Całkiem niedawno miałem okazję spotkać się z dwoma kumplami. Jeden prowadzi pensjonaty w górach, a drugi zajmuje się importem. Siedzieliśmy sobie przy stole, popijali herbatę i komentowali wydarzenia. A te przedstawiały się następująco. W pensjonacie, w okresie początku wakacji, rezerwacje wynosiły ledwie 20%. Dobrze czytacie, w czasie, gdy zawsze wszystkie pokoje były już dawno zarezerwowane, backlog na lipiec i sierpień wynosił 1/5. Na starcie letniego weekendu na 18 miejsc parkingowych (po jednym na pokój), zajętych była 1/3. Nie muszę chyba mówić jako to dramat dla ludzi, którzy żyją z turystyki.
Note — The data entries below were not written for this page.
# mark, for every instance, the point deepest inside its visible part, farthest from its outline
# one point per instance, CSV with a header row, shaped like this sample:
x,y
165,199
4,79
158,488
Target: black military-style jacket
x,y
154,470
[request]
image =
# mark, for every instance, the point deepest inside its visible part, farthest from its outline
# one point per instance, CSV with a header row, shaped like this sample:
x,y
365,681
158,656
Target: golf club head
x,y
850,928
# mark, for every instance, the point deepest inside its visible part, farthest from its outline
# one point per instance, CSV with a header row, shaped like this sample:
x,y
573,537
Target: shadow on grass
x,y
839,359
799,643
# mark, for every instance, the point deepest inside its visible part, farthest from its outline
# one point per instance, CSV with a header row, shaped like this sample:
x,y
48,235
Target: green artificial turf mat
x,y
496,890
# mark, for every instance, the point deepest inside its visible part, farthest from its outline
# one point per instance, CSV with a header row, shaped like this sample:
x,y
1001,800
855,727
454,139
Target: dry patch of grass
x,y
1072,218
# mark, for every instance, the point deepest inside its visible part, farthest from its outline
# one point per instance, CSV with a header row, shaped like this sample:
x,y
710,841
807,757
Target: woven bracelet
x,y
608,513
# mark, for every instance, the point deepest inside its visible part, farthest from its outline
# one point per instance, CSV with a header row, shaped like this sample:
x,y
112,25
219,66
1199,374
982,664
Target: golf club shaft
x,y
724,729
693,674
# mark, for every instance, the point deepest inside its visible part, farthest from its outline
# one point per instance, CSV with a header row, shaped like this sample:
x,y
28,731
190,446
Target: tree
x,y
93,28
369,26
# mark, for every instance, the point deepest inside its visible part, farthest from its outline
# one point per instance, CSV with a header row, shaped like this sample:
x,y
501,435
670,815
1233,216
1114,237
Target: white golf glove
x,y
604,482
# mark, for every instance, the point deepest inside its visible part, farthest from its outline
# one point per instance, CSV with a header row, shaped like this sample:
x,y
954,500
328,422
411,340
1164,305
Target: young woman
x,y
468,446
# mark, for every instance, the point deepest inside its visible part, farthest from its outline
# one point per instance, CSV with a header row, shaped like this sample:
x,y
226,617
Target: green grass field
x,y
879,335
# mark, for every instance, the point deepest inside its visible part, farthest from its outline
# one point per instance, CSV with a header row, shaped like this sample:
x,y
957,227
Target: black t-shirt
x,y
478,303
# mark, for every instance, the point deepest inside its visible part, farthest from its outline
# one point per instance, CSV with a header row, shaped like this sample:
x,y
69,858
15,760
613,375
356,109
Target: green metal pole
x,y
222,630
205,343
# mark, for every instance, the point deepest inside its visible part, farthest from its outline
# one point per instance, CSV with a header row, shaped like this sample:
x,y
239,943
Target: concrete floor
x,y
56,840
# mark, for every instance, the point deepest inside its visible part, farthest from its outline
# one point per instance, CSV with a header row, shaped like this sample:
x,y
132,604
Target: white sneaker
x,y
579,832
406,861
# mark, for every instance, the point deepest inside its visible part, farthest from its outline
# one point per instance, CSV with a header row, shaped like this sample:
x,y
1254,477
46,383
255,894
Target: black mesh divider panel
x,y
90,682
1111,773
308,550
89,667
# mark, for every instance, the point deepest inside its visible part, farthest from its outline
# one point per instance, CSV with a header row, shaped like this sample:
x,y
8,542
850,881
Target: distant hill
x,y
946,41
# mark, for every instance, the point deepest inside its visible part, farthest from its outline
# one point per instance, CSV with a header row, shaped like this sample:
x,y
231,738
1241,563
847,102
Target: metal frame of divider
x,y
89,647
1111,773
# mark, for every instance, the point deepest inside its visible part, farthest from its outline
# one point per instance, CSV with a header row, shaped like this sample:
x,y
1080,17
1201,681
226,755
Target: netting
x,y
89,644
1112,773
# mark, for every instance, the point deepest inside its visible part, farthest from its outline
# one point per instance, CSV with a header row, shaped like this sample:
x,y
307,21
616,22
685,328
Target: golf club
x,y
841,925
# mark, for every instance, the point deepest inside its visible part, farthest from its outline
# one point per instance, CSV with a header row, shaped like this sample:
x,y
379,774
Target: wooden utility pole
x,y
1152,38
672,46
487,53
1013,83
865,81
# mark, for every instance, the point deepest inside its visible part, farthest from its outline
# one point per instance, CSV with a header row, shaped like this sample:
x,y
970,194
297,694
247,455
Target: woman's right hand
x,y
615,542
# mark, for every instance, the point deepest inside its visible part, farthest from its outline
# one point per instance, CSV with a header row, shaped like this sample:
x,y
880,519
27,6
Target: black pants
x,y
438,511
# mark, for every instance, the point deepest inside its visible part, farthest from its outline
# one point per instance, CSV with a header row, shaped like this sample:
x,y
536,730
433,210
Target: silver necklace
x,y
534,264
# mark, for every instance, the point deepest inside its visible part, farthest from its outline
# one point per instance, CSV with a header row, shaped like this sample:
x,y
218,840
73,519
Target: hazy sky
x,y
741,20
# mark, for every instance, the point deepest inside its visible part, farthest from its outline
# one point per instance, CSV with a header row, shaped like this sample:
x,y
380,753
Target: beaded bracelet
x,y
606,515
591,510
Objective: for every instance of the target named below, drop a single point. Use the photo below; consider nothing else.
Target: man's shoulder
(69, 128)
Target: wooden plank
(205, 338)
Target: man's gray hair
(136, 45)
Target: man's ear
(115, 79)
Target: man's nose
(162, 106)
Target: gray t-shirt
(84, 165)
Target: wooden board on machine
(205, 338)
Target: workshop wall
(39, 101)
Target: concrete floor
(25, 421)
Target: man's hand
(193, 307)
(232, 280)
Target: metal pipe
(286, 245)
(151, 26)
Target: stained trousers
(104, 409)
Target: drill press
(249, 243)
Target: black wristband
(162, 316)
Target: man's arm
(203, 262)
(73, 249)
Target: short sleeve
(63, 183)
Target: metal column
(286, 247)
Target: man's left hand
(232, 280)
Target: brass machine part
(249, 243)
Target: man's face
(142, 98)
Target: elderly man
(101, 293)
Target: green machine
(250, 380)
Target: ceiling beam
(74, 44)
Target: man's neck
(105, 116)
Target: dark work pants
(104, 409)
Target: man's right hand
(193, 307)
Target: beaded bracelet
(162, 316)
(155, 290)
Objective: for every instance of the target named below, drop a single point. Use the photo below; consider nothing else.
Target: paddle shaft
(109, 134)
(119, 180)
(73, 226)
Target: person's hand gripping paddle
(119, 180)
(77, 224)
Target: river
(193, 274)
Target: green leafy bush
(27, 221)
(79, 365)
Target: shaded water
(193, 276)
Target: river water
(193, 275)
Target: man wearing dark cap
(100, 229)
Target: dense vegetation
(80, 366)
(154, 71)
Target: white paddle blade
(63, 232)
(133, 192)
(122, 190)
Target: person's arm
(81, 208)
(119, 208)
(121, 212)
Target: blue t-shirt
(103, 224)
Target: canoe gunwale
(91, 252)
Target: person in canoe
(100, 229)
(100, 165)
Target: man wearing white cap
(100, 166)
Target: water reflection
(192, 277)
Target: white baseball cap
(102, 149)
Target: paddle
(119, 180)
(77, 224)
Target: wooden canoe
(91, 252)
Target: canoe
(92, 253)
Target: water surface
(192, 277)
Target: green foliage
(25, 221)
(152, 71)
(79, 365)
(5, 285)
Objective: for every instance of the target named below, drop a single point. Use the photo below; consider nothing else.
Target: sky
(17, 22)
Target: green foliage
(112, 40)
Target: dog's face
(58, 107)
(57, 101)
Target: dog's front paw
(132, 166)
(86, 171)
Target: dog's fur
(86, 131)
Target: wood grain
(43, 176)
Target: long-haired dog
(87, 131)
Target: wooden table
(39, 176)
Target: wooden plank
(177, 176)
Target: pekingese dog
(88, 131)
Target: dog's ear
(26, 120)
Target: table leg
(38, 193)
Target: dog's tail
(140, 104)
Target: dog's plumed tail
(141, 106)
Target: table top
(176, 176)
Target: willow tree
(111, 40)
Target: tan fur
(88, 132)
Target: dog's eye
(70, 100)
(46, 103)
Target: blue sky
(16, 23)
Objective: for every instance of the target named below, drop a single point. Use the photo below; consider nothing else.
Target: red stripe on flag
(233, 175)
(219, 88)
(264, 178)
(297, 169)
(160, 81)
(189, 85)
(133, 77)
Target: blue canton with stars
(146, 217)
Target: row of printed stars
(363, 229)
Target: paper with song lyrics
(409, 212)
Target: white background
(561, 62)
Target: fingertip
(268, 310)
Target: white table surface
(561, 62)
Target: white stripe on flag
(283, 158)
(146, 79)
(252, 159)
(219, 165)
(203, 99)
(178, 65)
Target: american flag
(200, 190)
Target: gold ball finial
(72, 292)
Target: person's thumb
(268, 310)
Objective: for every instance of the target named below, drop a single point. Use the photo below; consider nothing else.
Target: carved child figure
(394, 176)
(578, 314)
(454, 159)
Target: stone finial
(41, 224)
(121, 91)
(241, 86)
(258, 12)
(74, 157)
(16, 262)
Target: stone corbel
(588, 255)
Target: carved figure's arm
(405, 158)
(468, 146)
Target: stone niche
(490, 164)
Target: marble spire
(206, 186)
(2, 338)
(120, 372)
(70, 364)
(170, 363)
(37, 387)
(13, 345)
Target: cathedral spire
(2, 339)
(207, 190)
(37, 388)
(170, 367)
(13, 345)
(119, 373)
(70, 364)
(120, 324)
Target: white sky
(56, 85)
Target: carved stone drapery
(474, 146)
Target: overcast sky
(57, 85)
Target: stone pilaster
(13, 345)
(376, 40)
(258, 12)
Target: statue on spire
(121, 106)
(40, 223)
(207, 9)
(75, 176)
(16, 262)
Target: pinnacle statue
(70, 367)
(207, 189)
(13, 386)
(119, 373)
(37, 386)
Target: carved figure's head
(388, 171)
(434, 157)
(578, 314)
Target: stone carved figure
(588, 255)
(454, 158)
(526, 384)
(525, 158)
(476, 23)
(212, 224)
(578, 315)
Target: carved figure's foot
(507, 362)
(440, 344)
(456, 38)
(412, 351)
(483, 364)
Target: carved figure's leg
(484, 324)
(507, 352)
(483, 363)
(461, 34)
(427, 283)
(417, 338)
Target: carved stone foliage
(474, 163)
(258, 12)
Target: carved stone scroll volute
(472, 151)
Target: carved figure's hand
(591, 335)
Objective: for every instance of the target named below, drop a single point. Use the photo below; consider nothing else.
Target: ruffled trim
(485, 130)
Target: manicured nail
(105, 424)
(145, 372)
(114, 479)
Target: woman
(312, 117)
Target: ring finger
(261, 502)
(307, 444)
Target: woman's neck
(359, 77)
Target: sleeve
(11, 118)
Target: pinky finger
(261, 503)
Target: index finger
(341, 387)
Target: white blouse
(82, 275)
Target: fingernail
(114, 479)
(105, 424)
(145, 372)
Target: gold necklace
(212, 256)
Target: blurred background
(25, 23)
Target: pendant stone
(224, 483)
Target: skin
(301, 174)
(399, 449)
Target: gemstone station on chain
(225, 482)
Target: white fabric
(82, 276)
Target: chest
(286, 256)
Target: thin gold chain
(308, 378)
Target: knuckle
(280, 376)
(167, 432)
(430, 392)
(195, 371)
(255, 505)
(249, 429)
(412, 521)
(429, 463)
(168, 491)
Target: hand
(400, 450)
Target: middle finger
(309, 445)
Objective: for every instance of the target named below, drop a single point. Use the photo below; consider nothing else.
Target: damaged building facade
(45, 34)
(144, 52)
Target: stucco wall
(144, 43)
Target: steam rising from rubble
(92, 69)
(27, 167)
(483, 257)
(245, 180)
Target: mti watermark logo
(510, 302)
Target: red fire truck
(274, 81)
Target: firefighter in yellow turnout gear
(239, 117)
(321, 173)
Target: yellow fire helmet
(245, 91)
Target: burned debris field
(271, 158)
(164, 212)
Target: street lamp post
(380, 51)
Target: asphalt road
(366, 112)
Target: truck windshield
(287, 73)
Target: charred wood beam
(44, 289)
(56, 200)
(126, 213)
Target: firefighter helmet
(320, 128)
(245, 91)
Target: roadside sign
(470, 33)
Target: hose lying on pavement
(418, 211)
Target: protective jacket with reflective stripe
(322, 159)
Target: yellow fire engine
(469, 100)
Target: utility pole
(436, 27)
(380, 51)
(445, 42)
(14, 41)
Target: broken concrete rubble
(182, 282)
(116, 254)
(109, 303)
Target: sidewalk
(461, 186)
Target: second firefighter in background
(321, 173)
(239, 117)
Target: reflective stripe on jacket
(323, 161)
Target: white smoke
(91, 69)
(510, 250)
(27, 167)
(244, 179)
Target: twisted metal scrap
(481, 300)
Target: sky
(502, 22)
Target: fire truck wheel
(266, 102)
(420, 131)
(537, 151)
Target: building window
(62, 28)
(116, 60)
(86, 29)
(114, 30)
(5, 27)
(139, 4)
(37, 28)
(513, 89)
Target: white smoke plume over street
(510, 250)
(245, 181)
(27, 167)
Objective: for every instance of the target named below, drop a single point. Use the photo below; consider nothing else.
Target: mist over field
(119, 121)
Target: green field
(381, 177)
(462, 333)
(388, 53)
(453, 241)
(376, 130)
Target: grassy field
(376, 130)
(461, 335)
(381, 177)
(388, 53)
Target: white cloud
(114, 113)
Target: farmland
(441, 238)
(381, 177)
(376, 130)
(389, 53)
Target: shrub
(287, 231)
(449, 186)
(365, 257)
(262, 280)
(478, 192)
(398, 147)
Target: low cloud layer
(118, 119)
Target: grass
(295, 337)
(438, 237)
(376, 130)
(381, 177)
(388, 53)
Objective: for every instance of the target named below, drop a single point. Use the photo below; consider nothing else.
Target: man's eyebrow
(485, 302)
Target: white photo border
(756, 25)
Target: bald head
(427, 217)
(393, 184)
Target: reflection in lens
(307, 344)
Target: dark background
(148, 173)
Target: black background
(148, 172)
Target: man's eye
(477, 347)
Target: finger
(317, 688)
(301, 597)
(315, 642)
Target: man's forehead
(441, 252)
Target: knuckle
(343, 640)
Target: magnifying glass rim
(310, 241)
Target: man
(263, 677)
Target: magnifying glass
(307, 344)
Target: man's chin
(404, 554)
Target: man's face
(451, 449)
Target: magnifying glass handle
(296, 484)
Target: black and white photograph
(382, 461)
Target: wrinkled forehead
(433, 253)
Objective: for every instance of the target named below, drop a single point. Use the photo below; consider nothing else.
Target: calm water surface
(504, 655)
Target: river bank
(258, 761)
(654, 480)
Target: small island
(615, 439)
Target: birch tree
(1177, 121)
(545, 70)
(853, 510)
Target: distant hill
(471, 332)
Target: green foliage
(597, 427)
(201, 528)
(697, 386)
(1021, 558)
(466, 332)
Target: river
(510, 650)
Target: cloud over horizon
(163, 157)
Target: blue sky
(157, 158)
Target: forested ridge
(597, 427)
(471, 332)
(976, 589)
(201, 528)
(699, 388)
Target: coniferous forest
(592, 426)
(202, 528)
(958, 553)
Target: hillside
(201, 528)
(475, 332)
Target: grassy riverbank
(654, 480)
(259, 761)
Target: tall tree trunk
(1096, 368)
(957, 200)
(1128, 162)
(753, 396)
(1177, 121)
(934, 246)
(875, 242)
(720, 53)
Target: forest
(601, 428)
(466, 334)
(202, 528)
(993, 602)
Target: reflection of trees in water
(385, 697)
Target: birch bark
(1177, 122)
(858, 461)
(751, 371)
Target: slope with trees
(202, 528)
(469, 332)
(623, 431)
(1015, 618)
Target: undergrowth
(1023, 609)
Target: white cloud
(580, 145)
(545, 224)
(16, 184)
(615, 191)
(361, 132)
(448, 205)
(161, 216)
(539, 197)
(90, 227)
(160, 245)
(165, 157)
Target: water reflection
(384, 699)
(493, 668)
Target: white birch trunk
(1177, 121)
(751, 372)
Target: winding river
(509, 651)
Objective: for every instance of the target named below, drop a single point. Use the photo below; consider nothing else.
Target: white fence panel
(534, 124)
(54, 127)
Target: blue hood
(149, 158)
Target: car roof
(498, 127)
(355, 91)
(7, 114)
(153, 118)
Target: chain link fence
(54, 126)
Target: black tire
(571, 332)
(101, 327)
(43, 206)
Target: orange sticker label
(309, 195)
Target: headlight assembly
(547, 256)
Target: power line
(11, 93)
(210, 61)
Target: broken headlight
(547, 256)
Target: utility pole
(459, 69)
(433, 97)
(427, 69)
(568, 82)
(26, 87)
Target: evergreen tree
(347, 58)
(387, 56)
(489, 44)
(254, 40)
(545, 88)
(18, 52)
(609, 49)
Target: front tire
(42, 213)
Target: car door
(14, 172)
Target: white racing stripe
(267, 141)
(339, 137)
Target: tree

Także w branży importowej nic nie wyglądało różowo. Sprzedaż stanęła, nie było sensu ściągać kolejnych partii. A to oznacza brak zysku, zwolnienia pracowników, zero podatków. I wtedy kumpel-importer powiedział takie dwa zdania. „Jeśli budowlanka staje, cała reszta staje. Rządy zamiast jeść małą łyżeczką, zaczęły czerpać chochlą i dobiły firmy, wyższymi podatkami, składkami, pensjami, cenami energii”. Według jego info marże spadły, bo ceny nie rosną, a wszystkie koszty tak.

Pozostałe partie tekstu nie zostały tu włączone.